How does the new tax law impact expats?

Recent tax reform has changed tax obligations. These changes impact not just those currently living in the United States, but also those living abroad. Some changes that will specifically impact expats include adjustments to exclusion rates and corporate taxes.

Exclusion rates and expats: Some things remain the same, some change

The Foreign Tax Credit and Foreign Earned Income Exclusion remain the same. This is important as these laws help to better ensure that expats are not subject to double taxation.

However, the calculation used to determine how inflation impacts the exclusion rate has changed. Previous law based the calculation on the “regular consumer price index.” The new law shifts to a focus on the “chained consumer price index.” This is likely to result in a higher tax obligation for expats.

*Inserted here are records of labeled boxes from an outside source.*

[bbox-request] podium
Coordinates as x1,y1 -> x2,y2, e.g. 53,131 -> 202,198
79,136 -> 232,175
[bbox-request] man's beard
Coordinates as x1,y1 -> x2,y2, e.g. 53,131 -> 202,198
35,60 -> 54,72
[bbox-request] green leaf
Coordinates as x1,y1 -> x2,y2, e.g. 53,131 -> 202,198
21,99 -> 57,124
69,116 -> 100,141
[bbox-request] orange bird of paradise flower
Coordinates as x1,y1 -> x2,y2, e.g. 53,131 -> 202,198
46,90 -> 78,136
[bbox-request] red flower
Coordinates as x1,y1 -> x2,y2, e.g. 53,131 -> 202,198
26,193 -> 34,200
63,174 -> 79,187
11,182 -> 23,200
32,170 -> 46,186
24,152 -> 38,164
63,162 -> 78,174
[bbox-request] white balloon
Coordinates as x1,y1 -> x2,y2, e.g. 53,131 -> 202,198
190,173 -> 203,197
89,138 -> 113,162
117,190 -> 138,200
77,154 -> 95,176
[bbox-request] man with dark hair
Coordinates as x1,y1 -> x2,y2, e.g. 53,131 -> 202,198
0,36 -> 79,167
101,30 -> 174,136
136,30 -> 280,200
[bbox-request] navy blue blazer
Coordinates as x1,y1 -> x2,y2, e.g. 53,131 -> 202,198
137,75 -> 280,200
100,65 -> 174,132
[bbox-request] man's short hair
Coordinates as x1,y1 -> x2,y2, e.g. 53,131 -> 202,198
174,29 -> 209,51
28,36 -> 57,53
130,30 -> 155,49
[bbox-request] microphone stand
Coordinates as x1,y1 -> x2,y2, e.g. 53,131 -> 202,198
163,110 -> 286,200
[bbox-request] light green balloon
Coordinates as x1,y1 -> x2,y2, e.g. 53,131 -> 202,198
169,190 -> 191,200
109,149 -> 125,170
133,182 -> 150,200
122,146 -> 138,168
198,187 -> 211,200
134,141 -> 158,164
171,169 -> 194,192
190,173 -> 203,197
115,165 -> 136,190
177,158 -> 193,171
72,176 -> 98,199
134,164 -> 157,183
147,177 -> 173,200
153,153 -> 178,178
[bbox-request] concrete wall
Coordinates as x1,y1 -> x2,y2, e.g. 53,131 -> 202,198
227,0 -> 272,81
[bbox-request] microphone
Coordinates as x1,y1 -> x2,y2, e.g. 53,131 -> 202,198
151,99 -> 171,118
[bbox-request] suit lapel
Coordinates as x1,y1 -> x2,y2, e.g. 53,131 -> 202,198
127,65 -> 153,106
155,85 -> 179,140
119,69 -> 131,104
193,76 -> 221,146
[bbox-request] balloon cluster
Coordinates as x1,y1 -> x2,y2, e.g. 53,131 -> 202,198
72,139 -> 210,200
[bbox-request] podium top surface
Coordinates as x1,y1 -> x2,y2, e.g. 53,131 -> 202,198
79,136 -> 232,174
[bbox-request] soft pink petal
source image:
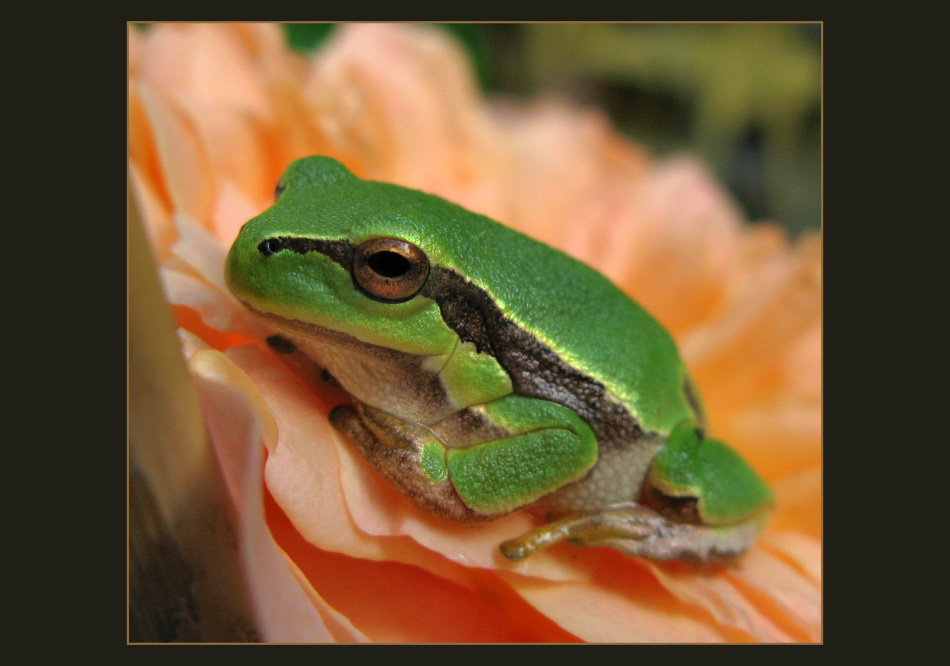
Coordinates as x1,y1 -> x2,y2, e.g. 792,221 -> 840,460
189,340 -> 365,642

Corporate tax rate changes: Business owners could face a steep tax bill

Those who own businesses abroad will likely see an increase in tax obligations this year. The tax law changed the United States from a worldwide system of corporate taxation to a territorial system. This means expats who own a business outside of the United States will likely need to pay a one-time repatriation tax. This tax is basically calculated as 15.5 percent of any overseas profits that were not previously taxed.

Foreign assets: Reporting requirements basically unchanged

Unfortunately, the complex reporting requirements required for those who hold foreign assets remain essentially untouched. This means expats are still required to report using forms like the Foreign Bank Account Report (FinCEN 114), Foreign Account Tax Compliance Act requirements (FATCA) and the Report of Certain Foreign Corporations (Form 5471).